The guiding force behind Crossbeam's matching algorithm is the concept of confidence. Because a match often results in data being shared, Crossbeam requires an extremely high level of confidence in order to consider two records as a "match."
In other words, false positives (when two unrelated records are incorrectly declared a match) are far worse than false negatives (when two matching records are incorrectly declared a non-match), and our algorithm is weighted as such.
Customers can not customize or modify the Crossbeam matching algorithm.
We compare multiple properties on any given record to develop a confidence score, but we place an extremely strong emphasis on properties that are unique to a given person or company. Let's explore a few data points that are important to matches.
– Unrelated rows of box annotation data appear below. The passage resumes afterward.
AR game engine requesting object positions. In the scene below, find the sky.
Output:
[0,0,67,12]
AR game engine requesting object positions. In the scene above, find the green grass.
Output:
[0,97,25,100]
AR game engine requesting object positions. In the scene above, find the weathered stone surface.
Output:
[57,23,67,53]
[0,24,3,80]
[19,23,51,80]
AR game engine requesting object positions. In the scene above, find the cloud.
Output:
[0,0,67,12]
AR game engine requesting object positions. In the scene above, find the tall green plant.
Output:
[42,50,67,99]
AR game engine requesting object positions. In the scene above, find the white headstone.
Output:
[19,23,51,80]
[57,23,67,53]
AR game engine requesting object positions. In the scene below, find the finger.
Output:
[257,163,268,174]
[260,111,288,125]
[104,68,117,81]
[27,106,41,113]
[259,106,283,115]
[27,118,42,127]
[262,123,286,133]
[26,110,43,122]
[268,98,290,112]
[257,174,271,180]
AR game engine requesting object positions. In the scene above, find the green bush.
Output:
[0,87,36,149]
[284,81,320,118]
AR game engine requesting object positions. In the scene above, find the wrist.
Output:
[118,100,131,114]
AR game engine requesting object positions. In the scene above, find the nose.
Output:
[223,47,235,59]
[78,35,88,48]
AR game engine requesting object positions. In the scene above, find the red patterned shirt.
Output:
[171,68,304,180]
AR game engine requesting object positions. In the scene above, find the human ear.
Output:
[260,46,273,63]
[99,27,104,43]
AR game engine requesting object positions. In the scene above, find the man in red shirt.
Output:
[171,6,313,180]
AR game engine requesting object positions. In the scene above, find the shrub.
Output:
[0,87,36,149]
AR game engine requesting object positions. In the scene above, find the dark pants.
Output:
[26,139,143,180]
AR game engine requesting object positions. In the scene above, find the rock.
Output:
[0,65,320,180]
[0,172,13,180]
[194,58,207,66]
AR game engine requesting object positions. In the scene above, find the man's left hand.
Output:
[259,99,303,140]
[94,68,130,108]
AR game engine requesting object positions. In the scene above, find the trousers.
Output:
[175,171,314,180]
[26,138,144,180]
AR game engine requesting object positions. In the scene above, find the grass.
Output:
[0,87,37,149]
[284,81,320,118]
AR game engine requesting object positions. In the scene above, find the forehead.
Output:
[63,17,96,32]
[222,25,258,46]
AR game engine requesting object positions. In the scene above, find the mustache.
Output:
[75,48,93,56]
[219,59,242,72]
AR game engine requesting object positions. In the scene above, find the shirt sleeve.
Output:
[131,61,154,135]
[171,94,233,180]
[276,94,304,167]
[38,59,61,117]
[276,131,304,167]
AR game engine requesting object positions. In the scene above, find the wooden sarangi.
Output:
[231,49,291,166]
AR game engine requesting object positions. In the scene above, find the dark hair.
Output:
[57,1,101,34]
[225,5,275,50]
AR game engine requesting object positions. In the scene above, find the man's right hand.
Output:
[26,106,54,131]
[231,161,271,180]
Domain names are a source of high-confidence company matches, as no two companies can have the same domain. We run domain names through a standardization process to ensure that inconsistencies in formatting don't create false positives. We also maintain a growing awareness of cases where multiple domains are owned by the same company so that indirect matches can be made. Things to note about domain names:
- Crossbeam will strip out anything after the top level domain (TLD), i.e. google.com will match google.com/en
- Subdomains are not stripped out, and will not match the main domain alone, i.e. flights.google.com will not match google.com
- Capitalization and slashes do not matter, i.e. GoOgle.com will match google.com
- TLD differences (.com vs .net) will be treated as separate accounts, i.e. google.com will not match google.net
Email addresses are a source of high confidence person matches, as no two people can have the same email address. These addresses are run through a similar cleansing and standardization process as domains. Emails also have a bonus benefit of helping with company match resolution, as we can often determine that companies match based on them having matching people. When certain quality conditions are met, we can also us the domain name of contacts as a matching property for companies.
DUNS Numbers are a source of high confidence company matches, as these are unique to companies. While DUNS data is not always present on both sides of a data comparison, they can lead to highly accurate matching when present.
Real-World ("Meatspace") Names
Real-World ("Meatspace") Names (or, worse yet, ones that are similar) alone are a bad source of matches. Without a secondary characteristic to validate the match, a simple name-based comparison typically does not provide the confidence we need to make a match determination.
Our matching algorithm gets smarter every month, as the amount of training data and special situations we see increases. As such, you may see occasional minor shifts in the match rates between data sets. This is normal and is always associated with an increase in the quality of the matching methodology.